Выбрать главу

Здесь не питали особой любви к внешнему миру. Они построили себе улей, большей частью подземный, теплый, светлый и чистый, недоступный для ветра, бурь и дождя. От природы они взяли лишь то, что им нравилось, сажали цветущие деревья и держали певчих птиц в клетках. По растущим в кадках кустам шмыгали блестящие ящерицы. Рыбы взлетали над фонтанами, но собаки не бегали по улицам, и птицы не летали над головой. Не допускалось ничего, что разводило бы грязь. Во всем соблюдался порядок, исключая поведение самих горожан, которые кричали, смеялись и свистели вовсю на своих чистеньких улицах.

Небо, говорила я им, но они меня, конечно, не слышали. Я уже начинала понимать жужжащие вокруг разговоры, но их темы не занимали меня. Что мне было задело до политики королевы, жившей тысячу лет назад, до великосветских свадеб и заговоров, о которых все сплетничали? Небо, повторяла я, и нужные воспоминания стали понемногу поступать в мою память. Здесь жили и другие, посвятившие Небу всю жизнь. Над речными туманами высилась обсерватория, где ученые, мужчины и женщины, наблюдали звезды и их влияние на судьбу смертных. Я сосредоточилась и скоро «вспомнила», где она стояла. Благодарение Са, это место находилось недалеко от рыночной площади.

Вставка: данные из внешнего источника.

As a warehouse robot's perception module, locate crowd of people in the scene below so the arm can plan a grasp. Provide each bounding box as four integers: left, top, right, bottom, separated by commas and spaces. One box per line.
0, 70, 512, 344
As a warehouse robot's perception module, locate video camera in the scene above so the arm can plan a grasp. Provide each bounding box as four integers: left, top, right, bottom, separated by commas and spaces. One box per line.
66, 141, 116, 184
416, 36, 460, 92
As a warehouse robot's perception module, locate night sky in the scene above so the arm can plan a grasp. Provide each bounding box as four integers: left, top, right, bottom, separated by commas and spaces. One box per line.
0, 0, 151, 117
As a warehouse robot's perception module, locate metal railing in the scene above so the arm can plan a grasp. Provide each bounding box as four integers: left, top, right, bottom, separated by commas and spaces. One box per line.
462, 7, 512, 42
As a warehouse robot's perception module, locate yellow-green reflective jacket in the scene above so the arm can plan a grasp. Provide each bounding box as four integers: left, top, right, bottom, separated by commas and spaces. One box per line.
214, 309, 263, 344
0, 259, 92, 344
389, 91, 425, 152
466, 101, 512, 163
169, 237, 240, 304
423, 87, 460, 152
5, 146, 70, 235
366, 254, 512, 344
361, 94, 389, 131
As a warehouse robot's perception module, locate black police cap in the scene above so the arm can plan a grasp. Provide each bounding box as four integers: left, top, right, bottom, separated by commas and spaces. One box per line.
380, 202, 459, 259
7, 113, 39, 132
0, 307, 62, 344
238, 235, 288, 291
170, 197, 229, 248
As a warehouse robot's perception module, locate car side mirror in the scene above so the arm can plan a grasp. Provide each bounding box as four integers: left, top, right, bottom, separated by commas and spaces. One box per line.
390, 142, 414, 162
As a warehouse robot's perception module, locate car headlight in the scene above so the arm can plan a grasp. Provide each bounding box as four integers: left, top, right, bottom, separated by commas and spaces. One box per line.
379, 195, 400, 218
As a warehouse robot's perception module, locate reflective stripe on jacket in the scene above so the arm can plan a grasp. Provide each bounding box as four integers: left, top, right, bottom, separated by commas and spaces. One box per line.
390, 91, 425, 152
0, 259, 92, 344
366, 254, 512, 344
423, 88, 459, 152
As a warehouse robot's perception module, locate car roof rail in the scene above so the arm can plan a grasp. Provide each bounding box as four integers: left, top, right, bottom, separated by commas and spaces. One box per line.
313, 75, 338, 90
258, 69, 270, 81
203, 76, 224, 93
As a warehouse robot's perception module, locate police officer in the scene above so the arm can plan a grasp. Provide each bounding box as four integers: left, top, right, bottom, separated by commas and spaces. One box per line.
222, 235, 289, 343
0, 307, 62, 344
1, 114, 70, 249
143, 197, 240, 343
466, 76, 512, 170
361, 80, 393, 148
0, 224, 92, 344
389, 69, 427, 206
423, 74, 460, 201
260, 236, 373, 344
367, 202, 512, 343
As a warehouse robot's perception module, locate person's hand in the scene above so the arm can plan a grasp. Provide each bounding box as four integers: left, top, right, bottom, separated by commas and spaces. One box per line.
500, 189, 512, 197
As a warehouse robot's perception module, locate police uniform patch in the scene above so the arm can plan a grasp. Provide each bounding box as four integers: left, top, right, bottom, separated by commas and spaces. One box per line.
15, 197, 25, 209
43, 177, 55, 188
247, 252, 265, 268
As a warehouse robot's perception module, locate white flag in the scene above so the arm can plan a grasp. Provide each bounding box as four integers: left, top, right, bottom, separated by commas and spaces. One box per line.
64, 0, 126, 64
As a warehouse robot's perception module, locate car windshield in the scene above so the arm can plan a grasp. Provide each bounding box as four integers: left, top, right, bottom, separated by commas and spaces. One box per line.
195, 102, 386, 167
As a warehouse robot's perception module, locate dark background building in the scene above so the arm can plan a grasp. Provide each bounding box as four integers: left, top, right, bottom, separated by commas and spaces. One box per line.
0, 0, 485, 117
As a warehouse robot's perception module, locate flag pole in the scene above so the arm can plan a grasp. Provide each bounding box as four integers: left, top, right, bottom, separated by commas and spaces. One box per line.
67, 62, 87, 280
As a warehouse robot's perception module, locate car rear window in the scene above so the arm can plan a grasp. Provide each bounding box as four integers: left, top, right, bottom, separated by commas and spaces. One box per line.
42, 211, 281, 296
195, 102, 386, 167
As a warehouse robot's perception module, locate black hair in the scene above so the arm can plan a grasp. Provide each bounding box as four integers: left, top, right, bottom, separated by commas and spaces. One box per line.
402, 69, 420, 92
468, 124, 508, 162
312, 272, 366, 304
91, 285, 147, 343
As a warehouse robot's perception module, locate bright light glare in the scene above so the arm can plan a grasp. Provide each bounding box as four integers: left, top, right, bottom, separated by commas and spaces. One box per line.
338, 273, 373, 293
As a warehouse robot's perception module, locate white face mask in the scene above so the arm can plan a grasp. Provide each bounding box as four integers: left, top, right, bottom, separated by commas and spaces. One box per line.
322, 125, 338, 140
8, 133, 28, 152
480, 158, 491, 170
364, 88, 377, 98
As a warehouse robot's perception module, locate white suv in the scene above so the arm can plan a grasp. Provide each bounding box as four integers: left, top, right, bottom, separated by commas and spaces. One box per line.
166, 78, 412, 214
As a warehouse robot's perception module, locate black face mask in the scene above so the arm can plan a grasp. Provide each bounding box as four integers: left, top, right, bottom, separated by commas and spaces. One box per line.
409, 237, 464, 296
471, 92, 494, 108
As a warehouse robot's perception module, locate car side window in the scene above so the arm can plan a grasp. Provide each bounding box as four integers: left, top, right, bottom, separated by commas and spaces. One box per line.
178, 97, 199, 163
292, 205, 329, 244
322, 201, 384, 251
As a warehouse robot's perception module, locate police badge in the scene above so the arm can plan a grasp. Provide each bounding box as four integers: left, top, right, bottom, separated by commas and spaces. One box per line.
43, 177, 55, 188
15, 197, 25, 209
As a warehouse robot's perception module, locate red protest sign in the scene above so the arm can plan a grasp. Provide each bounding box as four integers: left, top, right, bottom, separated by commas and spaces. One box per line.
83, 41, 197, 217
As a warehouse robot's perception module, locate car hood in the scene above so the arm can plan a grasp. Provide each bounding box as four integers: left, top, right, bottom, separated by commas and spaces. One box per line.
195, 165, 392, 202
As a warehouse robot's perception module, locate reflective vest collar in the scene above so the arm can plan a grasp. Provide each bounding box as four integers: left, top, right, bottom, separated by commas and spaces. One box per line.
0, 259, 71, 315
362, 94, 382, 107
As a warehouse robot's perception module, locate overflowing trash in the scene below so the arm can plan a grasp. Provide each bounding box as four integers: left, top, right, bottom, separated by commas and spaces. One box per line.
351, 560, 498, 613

Потом я остановилась. Глаза мои видели перед собой хорошо освещенную, гладкую дорогу, но руки натыкались на груду земли и камня, из-под которой сочилась вода. Мужчина, крикнув мне что-то в самое ухо, удержал меня, и моя другая жизнь смутно вспомнилась мне. Как странно было открыть глаза в темноте и почувствовать, как Ретио сжимает мои руки в своих. Другие люди вокруг плакали и бормотали, что пошли за сомнамбулой на верную смерть. Я не видела ровно ничего — тьма была полная. Сколько прошло времени, я не знала, но в горле так пересохло, что я закашлялась. Ретио не отпускал мою руку, и я поняла, что за нами, вот так же держась за руки, следуют вереницей доверившиеся мне люди.

«Не отчаивайтесь, — прохрипела я. — Я знаю дорогу. Идите за мной».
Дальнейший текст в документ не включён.